Here’s how to discover your inner animal (the true source of your blogging power and enhanced SEO):

  1. Start by looking at your hair color. If your hair is red, you are a fox. If your hair is black, you are a bear. If you have no hair, you are a worm.
  2. How would you describe your average blog posts? If they are very long, you are a tall animal, like a giraffe. If they are very short, you are like a mouse. Plump blog posts might mean you are a blue whale. Finally, industrious blog posts are usually from authors who are ants.
  3. If you still don’t know your inner animal, you should think about how you treat the taxi driver. If you beat or otherwise maim the taxi driver with a stick or a sword, you are likely a jaguar who wants to intimidate others.

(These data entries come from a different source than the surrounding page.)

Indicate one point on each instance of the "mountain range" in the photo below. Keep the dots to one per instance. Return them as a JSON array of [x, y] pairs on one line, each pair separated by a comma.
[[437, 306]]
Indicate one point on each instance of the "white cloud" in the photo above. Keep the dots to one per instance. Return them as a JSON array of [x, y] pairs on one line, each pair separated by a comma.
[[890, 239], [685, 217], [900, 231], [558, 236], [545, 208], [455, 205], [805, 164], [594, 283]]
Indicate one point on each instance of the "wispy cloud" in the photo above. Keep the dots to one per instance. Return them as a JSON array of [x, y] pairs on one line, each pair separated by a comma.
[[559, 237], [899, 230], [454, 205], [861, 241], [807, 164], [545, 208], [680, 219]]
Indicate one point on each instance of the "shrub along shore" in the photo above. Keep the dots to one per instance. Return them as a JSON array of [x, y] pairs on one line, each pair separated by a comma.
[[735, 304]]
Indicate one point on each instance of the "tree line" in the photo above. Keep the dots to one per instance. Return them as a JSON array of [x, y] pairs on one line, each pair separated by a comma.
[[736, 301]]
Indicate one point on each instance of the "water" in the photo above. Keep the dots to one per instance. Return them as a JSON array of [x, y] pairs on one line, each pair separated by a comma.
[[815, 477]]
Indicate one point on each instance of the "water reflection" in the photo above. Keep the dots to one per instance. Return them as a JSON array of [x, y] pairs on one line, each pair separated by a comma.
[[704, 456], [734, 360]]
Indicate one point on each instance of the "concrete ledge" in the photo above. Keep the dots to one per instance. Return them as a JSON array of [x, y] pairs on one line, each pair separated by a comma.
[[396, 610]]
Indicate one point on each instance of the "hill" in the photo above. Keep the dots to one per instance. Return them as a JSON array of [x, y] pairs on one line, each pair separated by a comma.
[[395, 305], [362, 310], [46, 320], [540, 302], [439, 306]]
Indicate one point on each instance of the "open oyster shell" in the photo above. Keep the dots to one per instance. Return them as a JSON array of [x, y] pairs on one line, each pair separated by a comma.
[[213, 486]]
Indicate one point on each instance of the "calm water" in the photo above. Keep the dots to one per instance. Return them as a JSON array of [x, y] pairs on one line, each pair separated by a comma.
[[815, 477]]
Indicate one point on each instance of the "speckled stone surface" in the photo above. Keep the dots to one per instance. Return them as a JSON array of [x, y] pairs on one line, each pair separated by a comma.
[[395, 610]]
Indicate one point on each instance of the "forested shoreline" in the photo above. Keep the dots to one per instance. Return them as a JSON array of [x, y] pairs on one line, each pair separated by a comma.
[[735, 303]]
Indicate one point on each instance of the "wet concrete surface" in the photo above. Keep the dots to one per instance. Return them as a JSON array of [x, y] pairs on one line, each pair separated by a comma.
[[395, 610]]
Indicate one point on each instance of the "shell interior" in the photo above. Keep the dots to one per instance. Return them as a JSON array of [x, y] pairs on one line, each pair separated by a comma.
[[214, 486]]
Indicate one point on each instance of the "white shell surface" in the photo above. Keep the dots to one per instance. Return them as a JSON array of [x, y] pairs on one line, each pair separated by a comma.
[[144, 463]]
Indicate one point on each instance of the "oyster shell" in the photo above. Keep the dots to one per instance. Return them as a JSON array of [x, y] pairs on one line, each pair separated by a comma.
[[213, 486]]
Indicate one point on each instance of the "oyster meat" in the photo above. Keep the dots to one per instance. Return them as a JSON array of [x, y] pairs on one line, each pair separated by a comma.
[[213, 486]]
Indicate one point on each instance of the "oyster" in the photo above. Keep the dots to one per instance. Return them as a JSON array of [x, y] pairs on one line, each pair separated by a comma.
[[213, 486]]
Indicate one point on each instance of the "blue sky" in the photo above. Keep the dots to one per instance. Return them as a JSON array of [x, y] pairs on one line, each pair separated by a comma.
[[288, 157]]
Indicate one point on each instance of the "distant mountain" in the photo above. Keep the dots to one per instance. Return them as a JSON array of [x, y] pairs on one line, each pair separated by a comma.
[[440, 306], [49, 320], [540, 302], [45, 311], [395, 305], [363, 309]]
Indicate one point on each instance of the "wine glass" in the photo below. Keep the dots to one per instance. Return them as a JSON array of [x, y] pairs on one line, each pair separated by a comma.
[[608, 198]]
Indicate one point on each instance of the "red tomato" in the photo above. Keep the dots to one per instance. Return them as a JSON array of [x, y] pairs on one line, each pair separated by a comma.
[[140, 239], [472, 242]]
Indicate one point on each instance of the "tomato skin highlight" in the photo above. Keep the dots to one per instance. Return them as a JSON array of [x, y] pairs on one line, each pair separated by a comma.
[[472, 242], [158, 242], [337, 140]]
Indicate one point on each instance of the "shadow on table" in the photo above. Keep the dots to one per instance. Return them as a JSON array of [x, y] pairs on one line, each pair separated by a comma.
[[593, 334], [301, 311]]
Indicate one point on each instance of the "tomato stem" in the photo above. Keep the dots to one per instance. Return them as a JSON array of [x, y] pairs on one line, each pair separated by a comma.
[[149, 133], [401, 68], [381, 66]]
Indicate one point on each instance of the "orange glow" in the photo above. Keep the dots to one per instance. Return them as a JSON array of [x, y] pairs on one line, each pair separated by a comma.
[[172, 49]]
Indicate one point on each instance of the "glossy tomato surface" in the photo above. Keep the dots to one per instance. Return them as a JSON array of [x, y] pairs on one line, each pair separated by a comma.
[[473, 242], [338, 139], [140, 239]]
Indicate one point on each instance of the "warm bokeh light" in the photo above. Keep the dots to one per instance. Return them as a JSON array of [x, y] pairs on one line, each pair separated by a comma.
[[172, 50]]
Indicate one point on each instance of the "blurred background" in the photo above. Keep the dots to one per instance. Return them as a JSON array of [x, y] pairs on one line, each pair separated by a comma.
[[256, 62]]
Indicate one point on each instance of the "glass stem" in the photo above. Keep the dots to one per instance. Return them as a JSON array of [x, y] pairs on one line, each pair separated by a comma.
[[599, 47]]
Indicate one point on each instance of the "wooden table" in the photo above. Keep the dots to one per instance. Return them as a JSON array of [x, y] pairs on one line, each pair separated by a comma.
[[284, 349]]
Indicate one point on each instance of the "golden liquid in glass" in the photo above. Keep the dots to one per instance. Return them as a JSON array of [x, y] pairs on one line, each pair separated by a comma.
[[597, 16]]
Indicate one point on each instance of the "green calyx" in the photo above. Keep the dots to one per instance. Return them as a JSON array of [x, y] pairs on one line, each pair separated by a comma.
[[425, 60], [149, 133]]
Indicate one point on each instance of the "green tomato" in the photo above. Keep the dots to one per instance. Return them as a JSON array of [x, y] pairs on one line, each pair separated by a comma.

If you kiss (or lick)  the taxi driver, you are likely a puppy. If you refuse to tip your taxi driver, you are a vulture, looking to take advantage of other people’s misfortune for your own gain.

How do I leverage my inner animal for SEO success?

You must embrace your inner animal. First, visit Wikipedia and read the entire article about your animal. Then, do a Google Images search. You need to know what your animal thinks about, how it eats, how it mates, how it behaves in stressful situations, and what color its ears are.

You must keep all of this in mind when you write your blog posts. It may help you to act like the animal in real life. Worms can start by zipping themselves in sleeping bags and wiggling on the floor, the blue whale should float in a swimming pool for at least 10 hours a day while eating more than 10,000 calories, and giraffes should permanently attach stilts to their legs. With these tips, you will soon be thinking like your inner animal and reaping the benefits from your newly found animal instincts whenever you write a new post.

Remember: the Google loves a blogger who understands their inner animal. All you have to do is bring yours to the surface—then you will finally find SEO success.